Elisabetta Catalano (1941-2015), durante la sua lunga carriera, ha fotografato le comunità del cinema, della televisione, della moda, della letteratura, della cultura e dell’arte contemporanea, con il timore costante che in questa sua attività, a sfibrarsi, addirittura a perdersi definitivamente fosse l’uomo. Proprio in quella repubblica creativa ed intellettuale i cui cittadini massimamente pensano e pre-costituiscono l’immagine di sé e del mondo, la fotografa ritrattista cerca di introdursi come un hacker, per indebolire ed infine piegare la cinta di difesa apparecchiata dal soggetto.
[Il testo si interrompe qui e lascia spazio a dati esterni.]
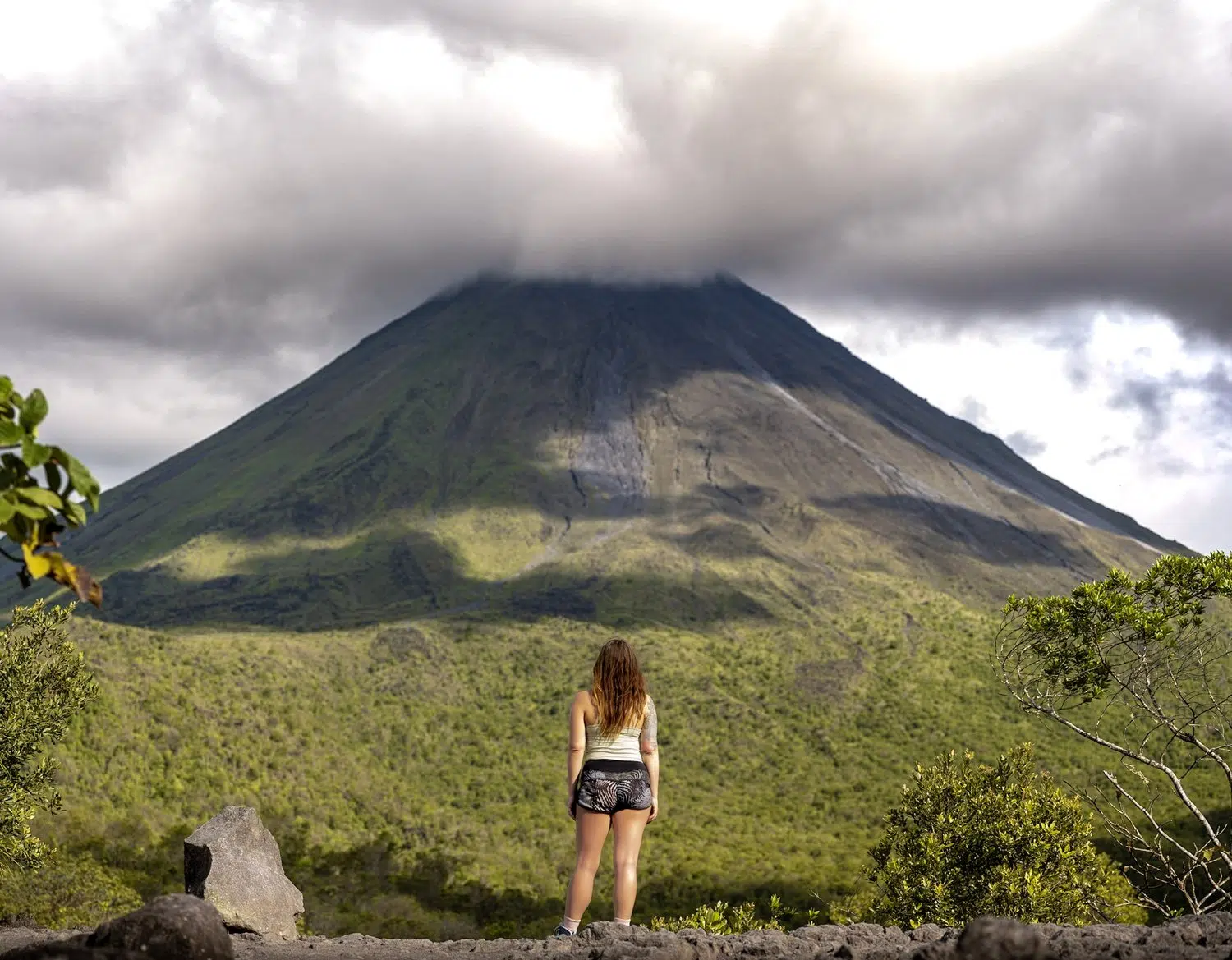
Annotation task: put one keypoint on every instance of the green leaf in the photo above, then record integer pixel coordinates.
(34, 453)
(32, 511)
(54, 478)
(37, 494)
(74, 513)
(34, 411)
(10, 433)
(83, 480)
Nel corso di uno scambio di mail, il poeta Valerio Magrelli, a distanza di anni dalle ore di sedute estenuanti passate nello studio della Catalano per il solo unico scatto del suo ritratto, ricorda
Un buon scatto deve fare breccia nel soggetto e dunque richiede un lungo accerchiamento per fiaccare le sue capacità di difesa, per braccarlo, per spossarlo, dischiuderlo infine all’occhio del fotografo; una Porta Pia dello sguardo insomma, o ancora l’assedio alla creatura nella tana, aspettando che il polpo offra la testa al suo cacciatore fotografo, e infine, e allora, in tempi precedenti al digitale, la fiocina-diaframma che cattura la preda. Insomma, così compresi il motivo di quella estenuante cerimonia. Ricorrendo ad ultime metafore, adesso penso alle banderillas, impiegate per indebolire il toro, quel toro dell’io che nasconde la nostra vera personalità.
Anche Federico Fellini, il grande maestro dell’immagine e del ritratto, capitola, come dimostra Ri-tratto rosso – Elisabetta Catalano guarda Federico Fellini, 60 scatti in mostra a Cinecittà, che, ritraendo lui e i set, raccontano il pluridecennale rapporto creativo con la fotografa.